Born in Cleveland, OH, in 1928, Ms. Siebert had one dream, to trade on the New York Stock Exchange. Equipped with a passion and some determination, she finally was guaranteed a seat at the Exchange at a time when Wall Street was ruled by men. But it was no easy task. She first had to tackle harsh criticism from male traders, then convince the NYSE to accept her application. But even after she was granted permission, the rules had to change before she was finally allowed a seat. She had to secure her position among the ranks of the market's top traders with a $330,000 loan (that's over $2 million in today's dollars).
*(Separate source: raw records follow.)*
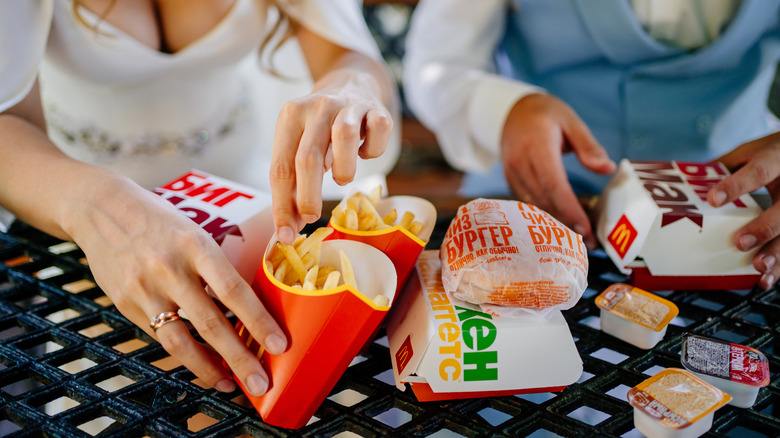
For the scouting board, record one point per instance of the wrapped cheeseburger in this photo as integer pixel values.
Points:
(512, 258)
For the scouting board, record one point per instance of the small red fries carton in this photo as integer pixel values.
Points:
(325, 330)
(449, 349)
(237, 216)
(655, 223)
(399, 226)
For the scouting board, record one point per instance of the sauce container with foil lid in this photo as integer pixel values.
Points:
(634, 315)
(674, 403)
(736, 369)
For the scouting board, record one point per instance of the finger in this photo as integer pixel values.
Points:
(548, 188)
(760, 230)
(310, 168)
(287, 136)
(589, 152)
(217, 331)
(766, 262)
(238, 296)
(379, 127)
(345, 139)
(176, 339)
(753, 175)
(569, 210)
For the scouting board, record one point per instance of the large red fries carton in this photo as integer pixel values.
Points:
(237, 216)
(325, 330)
(655, 223)
(400, 245)
(449, 349)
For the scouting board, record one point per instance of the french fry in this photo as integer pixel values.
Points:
(390, 217)
(366, 222)
(332, 280)
(295, 260)
(368, 208)
(375, 195)
(281, 271)
(346, 269)
(406, 219)
(415, 228)
(323, 273)
(339, 215)
(311, 277)
(298, 265)
(276, 256)
(353, 202)
(316, 238)
(351, 221)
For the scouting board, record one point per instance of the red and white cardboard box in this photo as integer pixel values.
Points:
(449, 349)
(655, 224)
(238, 217)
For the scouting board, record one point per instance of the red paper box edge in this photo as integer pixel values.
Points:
(390, 230)
(424, 393)
(642, 278)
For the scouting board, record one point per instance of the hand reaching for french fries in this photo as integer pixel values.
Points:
(298, 265)
(359, 213)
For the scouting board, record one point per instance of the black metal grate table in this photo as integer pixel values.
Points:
(62, 343)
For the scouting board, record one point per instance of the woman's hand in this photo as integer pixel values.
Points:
(345, 117)
(539, 129)
(754, 165)
(149, 258)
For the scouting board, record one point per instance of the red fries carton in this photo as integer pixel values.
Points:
(655, 223)
(395, 239)
(449, 349)
(237, 216)
(325, 330)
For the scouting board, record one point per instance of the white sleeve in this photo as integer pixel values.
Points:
(339, 21)
(24, 29)
(450, 78)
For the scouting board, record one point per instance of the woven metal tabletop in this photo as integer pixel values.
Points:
(71, 365)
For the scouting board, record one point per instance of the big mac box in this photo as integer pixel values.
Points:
(655, 224)
(237, 217)
(399, 226)
(326, 323)
(445, 348)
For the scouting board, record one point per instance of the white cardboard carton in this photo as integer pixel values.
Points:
(655, 223)
(238, 217)
(449, 349)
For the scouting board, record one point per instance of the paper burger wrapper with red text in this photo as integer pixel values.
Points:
(238, 217)
(400, 244)
(512, 258)
(445, 348)
(655, 223)
(325, 330)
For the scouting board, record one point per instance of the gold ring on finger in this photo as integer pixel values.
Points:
(162, 319)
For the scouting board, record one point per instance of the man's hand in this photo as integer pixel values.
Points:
(538, 131)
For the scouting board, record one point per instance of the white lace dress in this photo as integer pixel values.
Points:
(113, 101)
Some accounts have her as educated and experienced, others claim she arrived on Wall Street with neither. What is known for sure is that she fell in love with the NYSE after a family trip to the trading floor. And she was determined to become a part of the street, even with all the odds against her.
She is quoted as once stating that all she ever wanted was to get paid as equally as her male colleagues. She was to later start her own brokerage firm and attempt a place in politics. While she succeeded in the first, unfortunately she was to lose the latter. But it did not stop her. She became an advocate for women and financial literacy, and was to finally grow her brokerage company into a reputable business.
Mickie lost her battle to cancer over the weekend. She was 80 years old. Before she died, Mickie had apparently strived through many decades of gender inequality. She rose to the top of the financial sector at a time when women were still, and still are, underrepresented. Although she was initially unwelcomed at Wall Street, she is now being praised as a colleague and pioneer - and an inspiration to all women.